Costituiscono, al contrario, decrementi della base ACE:

  • le riduzioni di patrimonio netto con attribuzione ai soci effettuate a qualsiasi titolo, in denaro o natura (ad esempio le distribuzioni di riserve di capitali o la riduzione di capitale sociale con attribuzione ai soci);
  • gli acquisti di partecipazioni in società controllate;
  • gli acquisti di aziende o di rami di aziende;
  • l’incremento di crediti da finanziamento.

Il risultato così ottenuto va confrontato con il patrimonio netto contabile che risulta dal bilancio di esercizio, determinando in tal modo l’incremento patrimoniale che rappresenta la base di calcolo dell’ACE.

  1. L’Agenzia delle Entrate con circolare 20 settembre 2012, n. 35 ha specificato che la base ACE non può mai eccedere il patrimonio netto risultante dal relativo bilancio, compreso il risultato dell’esercizio (a tal fine la perdita di esercizio contribuisce a determinare il patrimonio netto contabile che rappresenta il limite massimo del beneficio).

L’importo deducibile viene individuato moltiplicando la base di riferimento per una precisa aliquota percentuale.

  • In questo contesto è intervenuto il decreto legge 73/2021 (Sostegni-bis), che all’ 19 ha predisposto un meccanismo di potenziamento dell’ACE: per la variazione in aumento del capitale proprio rispetto a quello esistente alla chiusura del periodo di imposta 2020 viene riconosciuto un rendimento ACE al 15% al posto di quello dell’1,3%.

La norma specifica che la variazione in aumento del capitale proprio rileva per un ammontare massimo di 5 milioni di euro indipendentemente dall’importo del patrimonio netto risultante dal bilancio.

In concreto, dunque, l’ACE dell’anno fiscale 2021 sarà costituita dalla somma:

  • dell’ACE calcolata con aliquota 1,3% per gli incrementi fino al 31 dicembre 2020;
  • dell’ACE calcolata con aliquota 15% per gli incrementi del periodo 1° gennaio 2021 – 31 dicembre 2021.

Considerando l’arco temporale ristretto di riferimento per il 2021, gli incrementi del periodo saranno considerati, ai fini del beneficio, senza ragguaglio ai giorni (quindi come se fossero stati effettuati il primo giorno dell’anno).

Al fine di evitare abusi, quali immissioni temporanee di denaro in azienda per sfruttare il beneficio, è stato previsto che gli incrementi debbano permanere nel patrimonio dell’impresa fino al 31 dicembre 2021.

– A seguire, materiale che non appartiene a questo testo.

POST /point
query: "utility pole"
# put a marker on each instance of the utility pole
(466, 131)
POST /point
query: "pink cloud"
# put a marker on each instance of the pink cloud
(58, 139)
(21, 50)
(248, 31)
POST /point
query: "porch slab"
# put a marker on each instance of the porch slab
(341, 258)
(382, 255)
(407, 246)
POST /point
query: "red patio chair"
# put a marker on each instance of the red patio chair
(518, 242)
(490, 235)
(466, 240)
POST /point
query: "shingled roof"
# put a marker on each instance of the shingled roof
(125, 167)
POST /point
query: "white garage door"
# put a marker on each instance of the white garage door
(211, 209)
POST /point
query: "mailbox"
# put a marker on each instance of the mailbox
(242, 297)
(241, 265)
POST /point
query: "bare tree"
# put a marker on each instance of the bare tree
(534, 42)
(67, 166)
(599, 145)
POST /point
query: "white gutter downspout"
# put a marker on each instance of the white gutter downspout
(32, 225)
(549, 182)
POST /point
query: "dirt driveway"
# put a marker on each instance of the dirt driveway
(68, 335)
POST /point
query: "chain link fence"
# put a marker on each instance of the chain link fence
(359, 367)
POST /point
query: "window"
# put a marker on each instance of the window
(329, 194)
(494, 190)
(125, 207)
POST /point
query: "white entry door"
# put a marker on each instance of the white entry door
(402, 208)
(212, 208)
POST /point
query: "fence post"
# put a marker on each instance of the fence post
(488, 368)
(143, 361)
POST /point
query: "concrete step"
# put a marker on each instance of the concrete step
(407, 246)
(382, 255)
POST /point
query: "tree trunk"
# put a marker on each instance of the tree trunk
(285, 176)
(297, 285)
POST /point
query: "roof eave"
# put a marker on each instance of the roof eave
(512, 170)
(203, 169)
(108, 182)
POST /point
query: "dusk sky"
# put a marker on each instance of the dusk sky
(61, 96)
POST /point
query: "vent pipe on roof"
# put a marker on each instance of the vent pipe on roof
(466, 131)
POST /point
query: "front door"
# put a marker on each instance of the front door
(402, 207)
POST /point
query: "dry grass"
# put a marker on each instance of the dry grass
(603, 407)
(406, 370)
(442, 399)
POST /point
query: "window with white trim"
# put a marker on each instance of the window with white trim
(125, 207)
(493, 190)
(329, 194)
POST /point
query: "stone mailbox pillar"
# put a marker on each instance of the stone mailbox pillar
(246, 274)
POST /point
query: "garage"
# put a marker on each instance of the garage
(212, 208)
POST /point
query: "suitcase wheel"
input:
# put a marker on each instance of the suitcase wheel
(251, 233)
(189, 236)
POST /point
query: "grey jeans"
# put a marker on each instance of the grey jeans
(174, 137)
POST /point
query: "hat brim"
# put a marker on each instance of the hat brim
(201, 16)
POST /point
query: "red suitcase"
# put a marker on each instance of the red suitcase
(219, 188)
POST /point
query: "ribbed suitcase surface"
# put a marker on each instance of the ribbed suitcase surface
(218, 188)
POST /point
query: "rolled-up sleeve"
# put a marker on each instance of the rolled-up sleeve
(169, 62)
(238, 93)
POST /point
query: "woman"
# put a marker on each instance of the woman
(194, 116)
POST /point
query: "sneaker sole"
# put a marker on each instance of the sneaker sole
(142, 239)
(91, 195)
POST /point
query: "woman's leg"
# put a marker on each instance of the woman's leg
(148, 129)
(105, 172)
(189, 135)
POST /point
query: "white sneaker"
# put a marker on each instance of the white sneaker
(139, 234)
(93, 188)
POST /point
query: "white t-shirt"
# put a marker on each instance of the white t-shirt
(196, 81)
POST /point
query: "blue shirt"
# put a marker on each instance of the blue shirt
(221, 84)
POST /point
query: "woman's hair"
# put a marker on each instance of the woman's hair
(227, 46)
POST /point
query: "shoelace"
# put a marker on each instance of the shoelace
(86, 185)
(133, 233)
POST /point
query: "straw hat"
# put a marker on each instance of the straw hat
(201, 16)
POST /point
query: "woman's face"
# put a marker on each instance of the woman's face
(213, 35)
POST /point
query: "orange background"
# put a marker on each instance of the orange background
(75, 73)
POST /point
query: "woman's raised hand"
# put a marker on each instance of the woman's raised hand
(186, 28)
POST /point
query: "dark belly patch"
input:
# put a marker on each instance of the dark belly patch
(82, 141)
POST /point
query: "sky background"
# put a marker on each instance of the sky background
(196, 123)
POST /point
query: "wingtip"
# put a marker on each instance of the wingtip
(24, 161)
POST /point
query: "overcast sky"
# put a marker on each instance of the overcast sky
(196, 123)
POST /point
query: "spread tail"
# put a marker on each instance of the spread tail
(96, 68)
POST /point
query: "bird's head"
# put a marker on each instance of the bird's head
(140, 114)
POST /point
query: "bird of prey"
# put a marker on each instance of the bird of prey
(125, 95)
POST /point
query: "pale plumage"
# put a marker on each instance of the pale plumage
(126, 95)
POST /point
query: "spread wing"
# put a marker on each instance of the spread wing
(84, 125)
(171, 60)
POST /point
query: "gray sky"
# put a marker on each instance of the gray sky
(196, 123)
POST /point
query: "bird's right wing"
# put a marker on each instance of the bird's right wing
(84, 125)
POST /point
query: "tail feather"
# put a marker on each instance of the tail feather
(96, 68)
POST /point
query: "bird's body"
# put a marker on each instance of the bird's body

Per quanto concerne le modalità di utilizzo, l’ulteriore novità, in aggiunta alla super aliquota, risiede nella possibilità di fruire dell’agevolazione in via anticipata nella forma di credito di imposta, in alternativa all’ordinaria deduzione del rendimento nozionale dal reddito complessivo netto, con possibile cessione del credito stesso, in alternativa al rimborso o all’utilizzo in compensazione. Viene prevista inoltre la possibilità di successive cessioni del credito ad altri soggetti, con la precisazione che i cessionari rispondono solo per un eventuale utilizzo dello stesso in modo irregolare o in misura maggiore rispetto al credito ricevuto.

Il credito di imposta può essere utilizzato dal giorno successivo a quello in cui è avvenuto l’incremento: dunque dal giorno successivo a quello dell’avvenuto versamento del conferimento in denaro; dal giorno successivo alla rinuncia o compensazione di crediti; dal giorno successivo alla delibera dell’assemblea di destinare a riserve l’utile di esercizio.

Il credito dovrà essere indicato nella dichiarazione dei redditi, non concorre alla formazione del reddito di impresa né alla base imponibile IRAP e non rileva ai fini del rapporto di cui all’art. 109 comma 5 TUIR.

I soggetti che intendono avvalersi del credito di imposta dovranno prima presentare una comunicazione all’Agenzia delle entrate, precisando che occorrerà attendere un provvedimento del direttore dell’Agenzia delle Entrate, da emanarsi entro trenta giorni dall’entrata in vigore della legge di conversione del decreto Sostegni-bis, che determinerà le modalità operative per la cessione.